A repository consists of objects, stored in the .git/objects directory. Git defines 4 types of objects (blob, tree, commit, annotated tag), of which the first 3 are the most important:

blob: the saved content of some file from the working directory
tree: the saved content of a directory (a dictionary)
commit: a saved state of the working directory with additional information about the version

Once created, objects are immutable; their content cannot be changed. Thanks to this, the content of objects can be used for their identification! Git recognizes objects based on the SHA-1 hash of their content. The hash depends solely on the content. A change in content = a change in identifier = a different object.

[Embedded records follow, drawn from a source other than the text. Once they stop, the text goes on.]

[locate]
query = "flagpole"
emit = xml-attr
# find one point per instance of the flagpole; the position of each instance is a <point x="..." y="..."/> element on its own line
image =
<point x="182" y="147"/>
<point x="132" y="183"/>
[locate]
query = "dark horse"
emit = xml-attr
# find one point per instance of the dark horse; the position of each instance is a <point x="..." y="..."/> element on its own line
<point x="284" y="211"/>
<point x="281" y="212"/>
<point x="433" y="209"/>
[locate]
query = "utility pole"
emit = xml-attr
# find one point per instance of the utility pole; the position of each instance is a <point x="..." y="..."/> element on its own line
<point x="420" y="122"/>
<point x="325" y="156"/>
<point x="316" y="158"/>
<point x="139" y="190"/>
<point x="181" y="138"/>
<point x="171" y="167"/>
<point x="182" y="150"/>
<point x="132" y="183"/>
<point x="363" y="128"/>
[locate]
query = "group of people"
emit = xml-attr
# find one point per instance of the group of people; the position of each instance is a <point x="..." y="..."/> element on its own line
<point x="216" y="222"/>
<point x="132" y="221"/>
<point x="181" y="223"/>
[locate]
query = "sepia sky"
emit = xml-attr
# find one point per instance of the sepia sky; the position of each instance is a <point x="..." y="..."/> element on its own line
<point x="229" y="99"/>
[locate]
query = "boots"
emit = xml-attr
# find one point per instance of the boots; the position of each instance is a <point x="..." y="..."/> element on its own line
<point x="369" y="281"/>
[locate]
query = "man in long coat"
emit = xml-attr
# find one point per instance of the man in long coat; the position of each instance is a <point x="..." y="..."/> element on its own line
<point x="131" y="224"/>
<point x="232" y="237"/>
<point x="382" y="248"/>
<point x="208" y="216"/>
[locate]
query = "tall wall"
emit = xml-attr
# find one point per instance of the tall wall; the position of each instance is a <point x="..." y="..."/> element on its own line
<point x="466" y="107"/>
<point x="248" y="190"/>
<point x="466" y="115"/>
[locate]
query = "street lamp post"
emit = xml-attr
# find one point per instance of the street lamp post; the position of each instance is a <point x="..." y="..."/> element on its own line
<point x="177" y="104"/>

You can manually calculate the hash of a file with the hash-object command. You don’t even need a repository for this:

echo Hi! > hi.txt
git hash-object hi.txt # 663adb09143767984f7be83a91effa47e128c735

The calculated hash will be the same on every machine because the file’s content is the same. Changing the content will change the hash.

A file added to the repository, e.g., as part of a commit, will be placed in the objects directory as a blob object and will be identified by its hash.

cd repo
echo Hi! > hi.txt
git add hi.txt
git commit -m "Initial commit"
# The following command might not work on all systems as zlib-flate is not standard
# cat .git/objects/66/3adb09143767984f7be83a91effa47e128c735 | zlib-flate -uncompress | xxd
git cat-file blob 663ad

The .git/objects directory is partitioned by the first two characters of the hash. As you can see in the example above, to identify objects, it is sufficient to provide the first few characters of the SHA1 sum. Just enough to avoid ambiguity.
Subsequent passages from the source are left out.